Mas, como o espaço não chega para albergar as memórias de uma vida, algo teve de ser sacrificado: os adereços e posters do Benfica. Das conquistas do Glorioso, hoje em dia, pouco resta: um quadro de Miklós Fehér ou a fotografia do presidente do clube, Luís Filipe Vieira, em lugar de destaque.

«Para além de um grande benfiquista, é um filho dos Arrifes com muito orgulho na sua terra. Os adereços do clube até podem ter saído mas a paixão pelo clube permanece enorme. Isso ele não precisa lembrar a ninguém», garante Hugo Carvalho, o neto que lamenta não ter conseguido bilhete para, pela primeira vez, levar o avô a ver o Benfica.

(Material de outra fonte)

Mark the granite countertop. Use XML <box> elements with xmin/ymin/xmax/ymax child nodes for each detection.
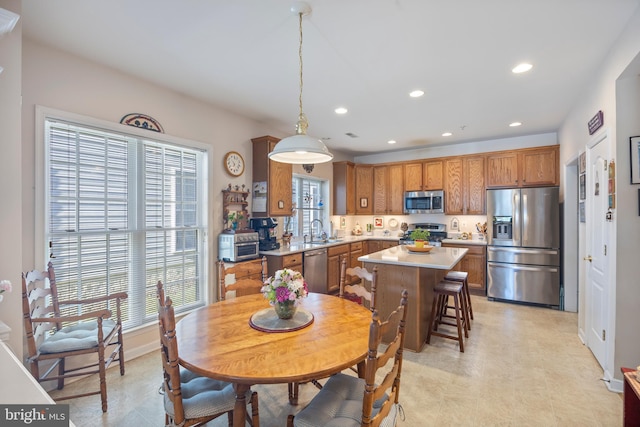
<box><xmin>260</xmin><ymin>235</ymin><xmax>400</xmax><ymax>256</ymax></box>
<box><xmin>442</xmin><ymin>239</ymin><xmax>487</xmax><ymax>246</ymax></box>
<box><xmin>358</xmin><ymin>245</ymin><xmax>468</xmax><ymax>270</ymax></box>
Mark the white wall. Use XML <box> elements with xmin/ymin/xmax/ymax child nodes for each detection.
<box><xmin>0</xmin><ymin>0</ymin><xmax>22</xmax><ymax>357</ymax></box>
<box><xmin>19</xmin><ymin>40</ymin><xmax>296</xmax><ymax>358</ymax></box>
<box><xmin>558</xmin><ymin>4</ymin><xmax>640</xmax><ymax>380</ymax></box>
<box><xmin>354</xmin><ymin>132</ymin><xmax>558</xmax><ymax>163</ymax></box>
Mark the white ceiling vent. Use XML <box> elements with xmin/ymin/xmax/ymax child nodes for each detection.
<box><xmin>0</xmin><ymin>8</ymin><xmax>20</xmax><ymax>36</ymax></box>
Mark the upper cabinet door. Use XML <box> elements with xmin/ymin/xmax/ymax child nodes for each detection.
<box><xmin>404</xmin><ymin>162</ymin><xmax>423</xmax><ymax>191</ymax></box>
<box><xmin>444</xmin><ymin>157</ymin><xmax>464</xmax><ymax>215</ymax></box>
<box><xmin>355</xmin><ymin>165</ymin><xmax>373</xmax><ymax>215</ymax></box>
<box><xmin>520</xmin><ymin>145</ymin><xmax>560</xmax><ymax>187</ymax></box>
<box><xmin>487</xmin><ymin>151</ymin><xmax>518</xmax><ymax>188</ymax></box>
<box><xmin>487</xmin><ymin>145</ymin><xmax>560</xmax><ymax>188</ymax></box>
<box><xmin>463</xmin><ymin>156</ymin><xmax>486</xmax><ymax>215</ymax></box>
<box><xmin>424</xmin><ymin>160</ymin><xmax>444</xmax><ymax>190</ymax></box>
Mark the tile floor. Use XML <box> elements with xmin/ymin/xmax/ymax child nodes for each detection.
<box><xmin>52</xmin><ymin>297</ymin><xmax>622</xmax><ymax>427</ymax></box>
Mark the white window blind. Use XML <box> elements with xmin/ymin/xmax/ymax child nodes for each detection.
<box><xmin>45</xmin><ymin>119</ymin><xmax>206</xmax><ymax>329</ymax></box>
<box><xmin>290</xmin><ymin>177</ymin><xmax>325</xmax><ymax>237</ymax></box>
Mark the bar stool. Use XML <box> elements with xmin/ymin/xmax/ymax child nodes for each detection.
<box><xmin>444</xmin><ymin>271</ymin><xmax>473</xmax><ymax>330</ymax></box>
<box><xmin>427</xmin><ymin>280</ymin><xmax>468</xmax><ymax>353</ymax></box>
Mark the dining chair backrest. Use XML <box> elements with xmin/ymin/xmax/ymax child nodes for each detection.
<box><xmin>22</xmin><ymin>262</ymin><xmax>127</xmax><ymax>412</ymax></box>
<box><xmin>362</xmin><ymin>289</ymin><xmax>408</xmax><ymax>427</ymax></box>
<box><xmin>157</xmin><ymin>281</ymin><xmax>185</xmax><ymax>425</ymax></box>
<box><xmin>218</xmin><ymin>256</ymin><xmax>267</xmax><ymax>301</ymax></box>
<box><xmin>339</xmin><ymin>259</ymin><xmax>378</xmax><ymax>311</ymax></box>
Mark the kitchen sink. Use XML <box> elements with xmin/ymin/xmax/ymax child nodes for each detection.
<box><xmin>306</xmin><ymin>240</ymin><xmax>343</xmax><ymax>245</ymax></box>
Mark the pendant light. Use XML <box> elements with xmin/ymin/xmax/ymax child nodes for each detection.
<box><xmin>269</xmin><ymin>2</ymin><xmax>333</xmax><ymax>164</ymax></box>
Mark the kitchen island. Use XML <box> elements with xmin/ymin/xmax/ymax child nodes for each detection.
<box><xmin>358</xmin><ymin>245</ymin><xmax>468</xmax><ymax>352</ymax></box>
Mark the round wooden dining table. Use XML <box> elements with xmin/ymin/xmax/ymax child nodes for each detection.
<box><xmin>176</xmin><ymin>293</ymin><xmax>371</xmax><ymax>427</ymax></box>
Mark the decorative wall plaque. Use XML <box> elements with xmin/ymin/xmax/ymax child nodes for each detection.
<box><xmin>120</xmin><ymin>113</ymin><xmax>164</xmax><ymax>133</ymax></box>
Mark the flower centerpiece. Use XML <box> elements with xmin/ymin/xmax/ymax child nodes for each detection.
<box><xmin>410</xmin><ymin>228</ymin><xmax>431</xmax><ymax>248</ymax></box>
<box><xmin>0</xmin><ymin>280</ymin><xmax>11</xmax><ymax>302</ymax></box>
<box><xmin>261</xmin><ymin>268</ymin><xmax>308</xmax><ymax>319</ymax></box>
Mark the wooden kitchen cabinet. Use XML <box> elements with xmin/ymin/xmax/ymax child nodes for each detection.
<box><xmin>462</xmin><ymin>156</ymin><xmax>487</xmax><ymax>215</ymax></box>
<box><xmin>487</xmin><ymin>151</ymin><xmax>518</xmax><ymax>188</ymax></box>
<box><xmin>444</xmin><ymin>157</ymin><xmax>464</xmax><ymax>215</ymax></box>
<box><xmin>442</xmin><ymin>243</ymin><xmax>487</xmax><ymax>295</ymax></box>
<box><xmin>347</xmin><ymin>242</ymin><xmax>363</xmax><ymax>268</ymax></box>
<box><xmin>404</xmin><ymin>162</ymin><xmax>423</xmax><ymax>191</ymax></box>
<box><xmin>403</xmin><ymin>160</ymin><xmax>444</xmax><ymax>191</ymax></box>
<box><xmin>251</xmin><ymin>136</ymin><xmax>293</xmax><ymax>218</ymax></box>
<box><xmin>363</xmin><ymin>239</ymin><xmax>398</xmax><ymax>255</ymax></box>
<box><xmin>373</xmin><ymin>164</ymin><xmax>404</xmax><ymax>215</ymax></box>
<box><xmin>333</xmin><ymin>162</ymin><xmax>356</xmax><ymax>215</ymax></box>
<box><xmin>520</xmin><ymin>145</ymin><xmax>560</xmax><ymax>187</ymax></box>
<box><xmin>355</xmin><ymin>165</ymin><xmax>373</xmax><ymax>215</ymax></box>
<box><xmin>487</xmin><ymin>145</ymin><xmax>560</xmax><ymax>188</ymax></box>
<box><xmin>267</xmin><ymin>252</ymin><xmax>304</xmax><ymax>276</ymax></box>
<box><xmin>327</xmin><ymin>243</ymin><xmax>350</xmax><ymax>294</ymax></box>
<box><xmin>444</xmin><ymin>156</ymin><xmax>486</xmax><ymax>215</ymax></box>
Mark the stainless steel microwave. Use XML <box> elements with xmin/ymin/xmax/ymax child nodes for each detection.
<box><xmin>404</xmin><ymin>190</ymin><xmax>444</xmax><ymax>214</ymax></box>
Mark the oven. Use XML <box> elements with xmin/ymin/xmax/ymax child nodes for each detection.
<box><xmin>404</xmin><ymin>190</ymin><xmax>444</xmax><ymax>214</ymax></box>
<box><xmin>218</xmin><ymin>231</ymin><xmax>260</xmax><ymax>262</ymax></box>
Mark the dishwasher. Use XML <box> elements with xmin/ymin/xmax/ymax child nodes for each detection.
<box><xmin>302</xmin><ymin>248</ymin><xmax>328</xmax><ymax>294</ymax></box>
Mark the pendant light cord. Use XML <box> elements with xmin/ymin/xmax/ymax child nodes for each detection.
<box><xmin>296</xmin><ymin>12</ymin><xmax>309</xmax><ymax>135</ymax></box>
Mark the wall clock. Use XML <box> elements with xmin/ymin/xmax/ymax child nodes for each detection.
<box><xmin>224</xmin><ymin>151</ymin><xmax>244</xmax><ymax>176</ymax></box>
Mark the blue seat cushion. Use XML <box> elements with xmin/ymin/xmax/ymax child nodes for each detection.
<box><xmin>38</xmin><ymin>319</ymin><xmax>116</xmax><ymax>354</ymax></box>
<box><xmin>164</xmin><ymin>368</ymin><xmax>251</xmax><ymax>418</ymax></box>
<box><xmin>293</xmin><ymin>374</ymin><xmax>398</xmax><ymax>427</ymax></box>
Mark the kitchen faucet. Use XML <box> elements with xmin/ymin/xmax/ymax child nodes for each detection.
<box><xmin>309</xmin><ymin>222</ymin><xmax>324</xmax><ymax>242</ymax></box>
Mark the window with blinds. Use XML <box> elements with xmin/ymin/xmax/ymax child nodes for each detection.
<box><xmin>290</xmin><ymin>177</ymin><xmax>325</xmax><ymax>237</ymax></box>
<box><xmin>45</xmin><ymin>119</ymin><xmax>207</xmax><ymax>329</ymax></box>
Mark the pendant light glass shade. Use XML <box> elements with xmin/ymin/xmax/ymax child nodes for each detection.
<box><xmin>269</xmin><ymin>2</ymin><xmax>333</xmax><ymax>164</ymax></box>
<box><xmin>269</xmin><ymin>134</ymin><xmax>333</xmax><ymax>164</ymax></box>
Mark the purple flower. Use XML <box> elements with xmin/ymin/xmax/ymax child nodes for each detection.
<box><xmin>276</xmin><ymin>286</ymin><xmax>295</xmax><ymax>302</ymax></box>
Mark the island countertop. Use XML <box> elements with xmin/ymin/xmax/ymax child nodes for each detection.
<box><xmin>358</xmin><ymin>245</ymin><xmax>468</xmax><ymax>270</ymax></box>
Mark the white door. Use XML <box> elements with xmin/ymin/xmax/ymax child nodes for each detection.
<box><xmin>584</xmin><ymin>137</ymin><xmax>609</xmax><ymax>369</ymax></box>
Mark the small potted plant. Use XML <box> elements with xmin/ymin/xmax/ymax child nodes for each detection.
<box><xmin>409</xmin><ymin>228</ymin><xmax>431</xmax><ymax>248</ymax></box>
<box><xmin>261</xmin><ymin>268</ymin><xmax>309</xmax><ymax>319</ymax></box>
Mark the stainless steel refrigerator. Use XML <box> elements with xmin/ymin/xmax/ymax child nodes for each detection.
<box><xmin>487</xmin><ymin>187</ymin><xmax>560</xmax><ymax>306</ymax></box>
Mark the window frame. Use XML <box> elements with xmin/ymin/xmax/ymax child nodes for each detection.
<box><xmin>34</xmin><ymin>105</ymin><xmax>213</xmax><ymax>332</ymax></box>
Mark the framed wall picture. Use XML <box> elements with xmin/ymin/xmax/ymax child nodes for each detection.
<box><xmin>629</xmin><ymin>136</ymin><xmax>640</xmax><ymax>184</ymax></box>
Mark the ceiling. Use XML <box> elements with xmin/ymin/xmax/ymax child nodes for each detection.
<box><xmin>22</xmin><ymin>0</ymin><xmax>640</xmax><ymax>155</ymax></box>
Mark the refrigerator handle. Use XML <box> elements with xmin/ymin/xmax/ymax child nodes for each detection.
<box><xmin>521</xmin><ymin>194</ymin><xmax>529</xmax><ymax>245</ymax></box>
<box><xmin>511</xmin><ymin>190</ymin><xmax>522</xmax><ymax>246</ymax></box>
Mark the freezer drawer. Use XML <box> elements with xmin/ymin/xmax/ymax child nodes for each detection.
<box><xmin>487</xmin><ymin>262</ymin><xmax>560</xmax><ymax>306</ymax></box>
<box><xmin>487</xmin><ymin>246</ymin><xmax>560</xmax><ymax>266</ymax></box>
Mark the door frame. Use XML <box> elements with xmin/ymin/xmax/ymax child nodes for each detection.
<box><xmin>579</xmin><ymin>129</ymin><xmax>616</xmax><ymax>391</ymax></box>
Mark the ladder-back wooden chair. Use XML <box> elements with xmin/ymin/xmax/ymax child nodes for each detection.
<box><xmin>339</xmin><ymin>259</ymin><xmax>378</xmax><ymax>311</ymax></box>
<box><xmin>289</xmin><ymin>259</ymin><xmax>378</xmax><ymax>405</ymax></box>
<box><xmin>22</xmin><ymin>262</ymin><xmax>127</xmax><ymax>412</ymax></box>
<box><xmin>218</xmin><ymin>256</ymin><xmax>267</xmax><ymax>301</ymax></box>
<box><xmin>287</xmin><ymin>289</ymin><xmax>408</xmax><ymax>427</ymax></box>
<box><xmin>157</xmin><ymin>281</ymin><xmax>260</xmax><ymax>427</ymax></box>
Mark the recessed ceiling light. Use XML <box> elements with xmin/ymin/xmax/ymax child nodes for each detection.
<box><xmin>511</xmin><ymin>62</ymin><xmax>533</xmax><ymax>74</ymax></box>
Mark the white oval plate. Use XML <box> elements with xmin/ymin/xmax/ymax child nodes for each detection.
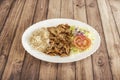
<box><xmin>22</xmin><ymin>18</ymin><xmax>101</xmax><ymax>63</ymax></box>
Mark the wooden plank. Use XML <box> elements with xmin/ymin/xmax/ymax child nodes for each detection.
<box><xmin>97</xmin><ymin>0</ymin><xmax>120</xmax><ymax>80</ymax></box>
<box><xmin>86</xmin><ymin>0</ymin><xmax>112</xmax><ymax>80</ymax></box>
<box><xmin>74</xmin><ymin>0</ymin><xmax>93</xmax><ymax>80</ymax></box>
<box><xmin>0</xmin><ymin>0</ymin><xmax>15</xmax><ymax>32</ymax></box>
<box><xmin>108</xmin><ymin>0</ymin><xmax>120</xmax><ymax>37</ymax></box>
<box><xmin>21</xmin><ymin>0</ymin><xmax>48</xmax><ymax>80</ymax></box>
<box><xmin>2</xmin><ymin>0</ymin><xmax>37</xmax><ymax>80</ymax></box>
<box><xmin>57</xmin><ymin>0</ymin><xmax>75</xmax><ymax>80</ymax></box>
<box><xmin>61</xmin><ymin>0</ymin><xmax>74</xmax><ymax>19</ymax></box>
<box><xmin>0</xmin><ymin>0</ymin><xmax>24</xmax><ymax>79</ymax></box>
<box><xmin>39</xmin><ymin>0</ymin><xmax>60</xmax><ymax>80</ymax></box>
<box><xmin>108</xmin><ymin>0</ymin><xmax>120</xmax><ymax>37</ymax></box>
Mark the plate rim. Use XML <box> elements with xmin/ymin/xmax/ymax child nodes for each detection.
<box><xmin>22</xmin><ymin>18</ymin><xmax>101</xmax><ymax>63</ymax></box>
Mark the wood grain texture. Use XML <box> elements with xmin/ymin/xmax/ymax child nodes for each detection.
<box><xmin>0</xmin><ymin>0</ymin><xmax>120</xmax><ymax>80</ymax></box>
<box><xmin>2</xmin><ymin>0</ymin><xmax>36</xmax><ymax>80</ymax></box>
<box><xmin>74</xmin><ymin>0</ymin><xmax>93</xmax><ymax>80</ymax></box>
<box><xmin>21</xmin><ymin>0</ymin><xmax>48</xmax><ymax>80</ymax></box>
<box><xmin>97</xmin><ymin>0</ymin><xmax>120</xmax><ymax>80</ymax></box>
<box><xmin>39</xmin><ymin>0</ymin><xmax>60</xmax><ymax>80</ymax></box>
<box><xmin>108</xmin><ymin>0</ymin><xmax>120</xmax><ymax>37</ymax></box>
<box><xmin>57</xmin><ymin>0</ymin><xmax>75</xmax><ymax>80</ymax></box>
<box><xmin>0</xmin><ymin>0</ymin><xmax>13</xmax><ymax>32</ymax></box>
<box><xmin>86</xmin><ymin>0</ymin><xmax>112</xmax><ymax>80</ymax></box>
<box><xmin>0</xmin><ymin>0</ymin><xmax>24</xmax><ymax>79</ymax></box>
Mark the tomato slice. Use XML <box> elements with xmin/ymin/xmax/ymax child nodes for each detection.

«Tínhamos muito gosto em levá-lo ao estádio. Ele nunca viu, ao vivo, um jogo do seu clube do coração.»

A parte de trás da carrinha do senhor Laranja

Quem também não tem a entrada assegurada para o jogo desta sexta-feira em São Miguel é Manuel Bernardo. Tal como José Carvalho, é um fervoroso adepto do Benfica. E, à semelhança do barbeiro, também mantém o gosto pelo colecionismo.

Contudo, ao contrário de José ‘Galinha’,  ‘Laranja’ como também é conhecido, soma adereços do clube da Luz, seja na garagem (e até já foi apelidada de museu), nas paredes de casa e, sobretudo, na carrinha.

Para este antigo jogador de futebol, qualquer coisa que tenha ligação estreita com o Benfica, desde réplicas do estádio a meros autocolantes, tudo tem lugar na viatura que, orgulhosamente, vai conduzindo pela cidade de Ponta Delgada.

«As pessoas da ilha já conhecem a carrinha mas gostam de vir perguntar se já arranjei mais alguma novidade. Já, os turistas pedem-me para tirar fotografias. Alguns dos objetos fui trazendo da capital quando lá ia com o meu filho, outros fui adquirindo aqui pela ilha».

 

O senhor Laranja com o ídolo Eusébio

Mas nem só a carrinha vive de adereços. O proprietário também não dispensa a indumentária a rigor, desde o fato de treino ao relógio, incluindo um anel com o símbolo do Benfica.

«Tinha muito gosto em mostrar tudo isto à equipa ou aos dirigentes do Benfica. Quando a equipa veio cá da última vez, ainda estive perto da saída dos jogadores no aeroporto mas não consegui chegar a ninguém. Gostava muito que dessa vez fosse diferente».

Sobre a ida ao estádio de São Miguel esta sexta-feira, diz que até à hora do jogo não desiste de tentar conseguir um bilhete. Já ouviu falar que o ‘mercado negro’ podia ser uma saída mas prefere apostar no valor da amizade para conseguir assistir à partida. Afinal, sai mais barato e é legal…

«Tenho um amigo que é jogador do Santa Clara. Talvez ele possa ajudar-me».

Quanto aos palpites para o resultado da partida, quer “Laranja”, quer o barbeiro dos Arrifes, recusam admitir que clube mais faz palpitar o coração. É o que faz ser benfiquista e ter os Açores como berço!